New moms are always up for risk of injury because their hands are not only figuratively, but literally full. They are hauling diaper bags, car seats, baby carriers, and most of this while holding a baby at the same time. Most of these baby supplies are clunky, and have to be held in unusual ways.

Additionally, the physical things new moms do, such as bending over to change and pick up the baby, strapping the baby in and out of a car seat, and nursing in the middle of the night are all new and usually occur at odd angles. New moms don’t take the time to think about how they are holding themselves. There are more important things to focus on!

What should new moms do to prevent and alleviate back pain?

A lot of new moms are too exhausted to think about exercise but when they’re ready we want to encourage them to think about the healthy behaviors they can do to keep their spines healthy.

Moms-to-be and new moms can focus on the way they are holding their babies and can incorporate gentle, easy stretches that will help preserve the health of your spine. You can think about these as extra “insurance” that you will be in good physical condition to take care of your little one. 

A few of our favorite suggestions:

●     Do not bend from the waist to pick up your baby. (This is a great reminder to everyone, not just new moms!) Always try to use your legs and squat to help you pick up your baby from the crib, the car seat, or to lift your baby on and off the changing table.

●     Don’t hunch over while breastfeeding. Whether you are sitting in bed or in a chair, prop yourself up with a pillow so you maintain good posture.  The more you allow your shoulders to round forward, the more likely you are to hurt your back. You might even prop your foot up on a small stool to help you keep nicely aligned.

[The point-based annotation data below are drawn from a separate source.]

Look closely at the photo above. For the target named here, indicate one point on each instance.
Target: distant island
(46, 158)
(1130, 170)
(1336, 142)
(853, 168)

●     Use a baby carrier--but research it first! Baby carriers can be a great help in holding your little one while getting things done, but you also need to make sure that whatever baby wearing technique you are using is optimized for the health of your back. Avoid slings, and look for carriers that equally distribute the weight of your baby by having a belt around your waist, and two wide, supportive straps. 

Back Injury During Pregnancy

If you are feeling the normal aches and pains of pregnancy, we suggest heat and ice, gentle stretches, and pre-natal massage. If you are pregnant, and you feel you have injured yourself more severely, don’t hesitate to contact your doctor. There are certain things that you can do to help injuries, but we don’t want you addressing things on your own. The good news is that even if you do injure yourself, such as herniating a disc, there is often absolutely no threat to the baby, and there are easy resolutions to the pain.